If the spring had a mass, yes it would be leeching energy from the block, although the correct physical way to say this is to say that the block does work on the spring, reducing its own energy and increasing the energy of the spring. Conservation of energy would still hold if you consider the system being the block + the spring then, as the total energy of the block and spring together would still equal the potential energy of the block at the start. The problem however is that the law of conservation of energy will only allow you to solve for one single unknown, and you cannot thus find the solution using just energy conservation in that case. The energy stored in the spring would be given by E:

$$m_b g (h_{initial} - h_{final} ) = E$$

which is therefore a second unknown in that equation. What you can do is use conservation of linear momentum along with conservation of energy, which should allow you to solve for the remaining unknowns.

As for the oscillatory motion of the spring...if you know that the spring has eventually stored an amount of energy equal to E (after the block has separated from the spring), conservation of energy on the spring alone will give you another differential equation:

$$\frac{kx^2}{2}+\frac{m_s v^2}{2} = E$$

where v = dx/dt. I can tell you that the solution to this is $$x(t) = \sqrt{\frac{2E}{k}} \sin(\sqrt{\frac{k}{m_s}} t + \phi)$$ which you can check by doing the differentiation and substitution in the equation above.

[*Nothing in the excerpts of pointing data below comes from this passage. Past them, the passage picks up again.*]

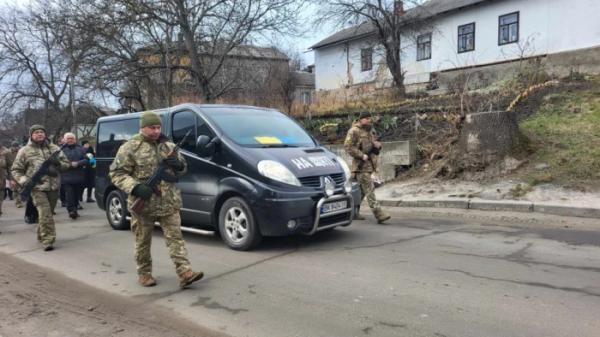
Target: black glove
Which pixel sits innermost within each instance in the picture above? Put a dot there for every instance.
(54, 161)
(143, 191)
(174, 163)
(52, 171)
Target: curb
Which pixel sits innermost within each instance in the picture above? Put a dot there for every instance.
(493, 205)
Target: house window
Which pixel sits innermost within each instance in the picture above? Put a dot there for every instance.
(508, 28)
(424, 47)
(366, 59)
(466, 38)
(306, 97)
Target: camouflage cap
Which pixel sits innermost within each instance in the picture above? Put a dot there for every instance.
(149, 118)
(36, 127)
(365, 114)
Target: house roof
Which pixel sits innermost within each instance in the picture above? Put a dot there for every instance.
(303, 79)
(428, 10)
(244, 51)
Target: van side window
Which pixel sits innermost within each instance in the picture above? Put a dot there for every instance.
(112, 134)
(183, 122)
(204, 129)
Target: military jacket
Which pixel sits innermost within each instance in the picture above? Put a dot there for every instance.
(359, 142)
(135, 162)
(30, 158)
(5, 164)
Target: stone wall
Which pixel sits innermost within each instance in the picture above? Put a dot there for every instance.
(394, 154)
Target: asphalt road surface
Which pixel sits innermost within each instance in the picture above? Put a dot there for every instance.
(428, 273)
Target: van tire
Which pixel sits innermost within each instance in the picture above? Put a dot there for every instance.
(116, 211)
(237, 226)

EDIT: Also, I'm not sure whether you can show that the spring oscillates without going into differential equations.

Last edited: May 23, 2015
5. May 23, 2015

sophiecentaur

It's even harder to consider what would happen in subsequent descents of the mass. It could strike the spring in any phase of its self oscillation and either increase or decrease the spring's oscillatory energy. The problem is in the realm of Coupled Oscillators but the analysis could be a bit hard because of the impulsive situation when the mass hits the spring each time. Including the losses would make things even worse.